Mike Jeffries, the former CEO of Abercrombie & Fitch, is the kind of guy who reminds women, and men, of their first husband – and not in a good way. That could be because his personality reminds us of the awkward guy who couldn’t date the cheerleader or quarterback in high school, so he took it out on those around him as he advanced well past middle age. The septuagenarian, long notorious for making it clear that he did not want “fat chicks” shopping at Abercrombie & Fitch stores, resigned from the company in 2014 as it struggled during two years of decreasing sales.

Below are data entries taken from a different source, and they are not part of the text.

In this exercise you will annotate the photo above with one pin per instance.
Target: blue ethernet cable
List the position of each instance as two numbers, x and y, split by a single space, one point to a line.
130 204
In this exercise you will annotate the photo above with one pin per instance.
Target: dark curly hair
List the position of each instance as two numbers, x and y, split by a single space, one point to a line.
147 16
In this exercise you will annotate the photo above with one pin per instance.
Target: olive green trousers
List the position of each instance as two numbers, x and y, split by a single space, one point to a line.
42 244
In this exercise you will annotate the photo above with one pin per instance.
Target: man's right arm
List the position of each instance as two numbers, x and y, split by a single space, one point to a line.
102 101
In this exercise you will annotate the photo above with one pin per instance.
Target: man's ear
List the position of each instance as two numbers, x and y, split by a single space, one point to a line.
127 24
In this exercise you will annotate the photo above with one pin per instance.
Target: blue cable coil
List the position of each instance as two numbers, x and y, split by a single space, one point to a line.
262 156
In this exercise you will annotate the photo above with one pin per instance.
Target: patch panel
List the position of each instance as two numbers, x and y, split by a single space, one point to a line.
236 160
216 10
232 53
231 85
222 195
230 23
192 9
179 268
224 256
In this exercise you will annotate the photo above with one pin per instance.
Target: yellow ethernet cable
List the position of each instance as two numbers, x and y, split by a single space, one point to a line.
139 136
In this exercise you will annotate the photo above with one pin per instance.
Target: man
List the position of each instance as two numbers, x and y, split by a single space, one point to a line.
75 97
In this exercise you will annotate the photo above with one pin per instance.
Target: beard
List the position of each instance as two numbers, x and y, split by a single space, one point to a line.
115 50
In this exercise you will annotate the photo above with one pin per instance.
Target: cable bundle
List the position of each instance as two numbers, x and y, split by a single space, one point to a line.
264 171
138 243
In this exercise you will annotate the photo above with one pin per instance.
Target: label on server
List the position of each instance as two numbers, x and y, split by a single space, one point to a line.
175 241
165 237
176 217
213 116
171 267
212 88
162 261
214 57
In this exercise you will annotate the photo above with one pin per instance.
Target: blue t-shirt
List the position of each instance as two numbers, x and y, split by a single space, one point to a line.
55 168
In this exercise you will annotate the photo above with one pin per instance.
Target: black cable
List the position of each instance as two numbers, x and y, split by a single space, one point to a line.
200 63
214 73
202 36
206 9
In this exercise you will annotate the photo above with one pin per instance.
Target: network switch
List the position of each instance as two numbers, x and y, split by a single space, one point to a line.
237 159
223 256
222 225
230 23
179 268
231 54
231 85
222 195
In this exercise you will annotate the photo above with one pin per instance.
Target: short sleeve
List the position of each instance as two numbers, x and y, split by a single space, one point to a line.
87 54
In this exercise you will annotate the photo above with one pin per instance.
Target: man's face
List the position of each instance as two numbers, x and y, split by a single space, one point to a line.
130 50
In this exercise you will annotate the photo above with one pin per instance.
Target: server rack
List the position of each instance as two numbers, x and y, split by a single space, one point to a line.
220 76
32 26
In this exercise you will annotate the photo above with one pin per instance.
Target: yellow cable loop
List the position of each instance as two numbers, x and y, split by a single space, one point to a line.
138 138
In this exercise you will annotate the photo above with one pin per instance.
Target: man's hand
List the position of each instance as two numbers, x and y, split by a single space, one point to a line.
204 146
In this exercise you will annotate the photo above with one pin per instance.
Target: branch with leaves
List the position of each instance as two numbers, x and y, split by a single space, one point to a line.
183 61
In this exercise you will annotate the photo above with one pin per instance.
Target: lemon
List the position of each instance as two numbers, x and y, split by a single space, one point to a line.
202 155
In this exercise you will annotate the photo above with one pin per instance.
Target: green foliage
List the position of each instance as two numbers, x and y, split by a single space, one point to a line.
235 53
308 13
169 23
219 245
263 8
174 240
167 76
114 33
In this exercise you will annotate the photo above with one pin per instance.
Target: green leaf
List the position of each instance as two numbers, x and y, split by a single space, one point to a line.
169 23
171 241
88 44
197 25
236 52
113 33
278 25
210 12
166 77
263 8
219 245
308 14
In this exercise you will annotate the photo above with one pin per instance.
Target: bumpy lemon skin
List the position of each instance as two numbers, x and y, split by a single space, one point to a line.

But as is the case in many scarring marriages, Abercrombie & Fitch also chose not to enter into another relationship, and has not replaced Jeffries since he left the company. The rudderless organization saw its sales plunge, which is partly why leading business publications have been screaming at the company to hire a new CEO. Now, Abercrombie says it is ditching six-pack abs in favor of a more “wholesome” image, but its attempt to ditch its fashion bully reputation may be too late.
A recent CNBC report highlighting the company’s new strategy reveals that instead of targeting the “popular crowd” (whatever that means), Abercrombie’s apparel and stores will focus on customers’ “best self and inner confidence.” The company realizes it is now competing against fast-fashion giants such as H&M, Zara, Uniqlo and even Target. So, hanging out with the cool crowd means foregoing sales, a tactic that for years has driven Wall Street analysts insane.
As the company’s chief merchandising officer, Fran Horowitz, told CNBC: “Image is less important than character.” Gone are the shirtless ads that made many of us feel unworthy as we entered Abercrombie’s dark mall dungeons full of clothing that 20-somethings are now less inclined to buy. And in another move to compete with brands such as Forever 21 and American Eagle, Abercrombie & Fitch says it will change its marketing focus to one that carries a more “casual luxury” message.
It may be too late for the company, which also owns Hollister (the surfing brand, not the California town). The cool kids are no longer shopping at Abercrombie & Fitch, evident in the fact that sales have declined for 14 consecutive quarters. The teens who once shopped at those stores are now 20-somethings, and the brand Bloomberg describes as now “amorphous” is not succeeding at luring them in. Gone are the A&F logos on apparel that attracted customers on their own, leaving shoppers even more confused. Hence the company recently announced that it will close 60 more stores.
The fact that mall traffic is down, and flagship stores designed to attract international visitors in big cities are also failing, also explains the company’s decline. By the end of the year, Abercrombie & Fitch will be down to 684 operational stores, down from 946 locations in 2012. Business journalists responded in kind, with Barron’s describing the company as a “teenage wasteland.”
But the bottom line is that Abercrombie & Fitch dug its own financial grave due to having an overgrown teenager’s personality dictate its mission. From discriminatory hiring practices based on looks, to cultivating a brand that emphasized exclusion, not exclusivity (as in Prada or Louis Vuitton), Jeffries left a stain on the company that its current posse of executives cannot bleach out.
The cool kids who once flocked to these stories have grown up, can no longer rely on their parents to fund their fashion tastes, and many millennials now want to shop at stores that at a minimum display some trace of social and environmental responsibility. Abercrombie & Fitch offers none of the above. Jeffries’ legacy could leave the company with a similar fate to the country’s first retail brand, a high-end outdoors sporting goods company founded in the 1890s that eventually declared bankruptcy in 1976.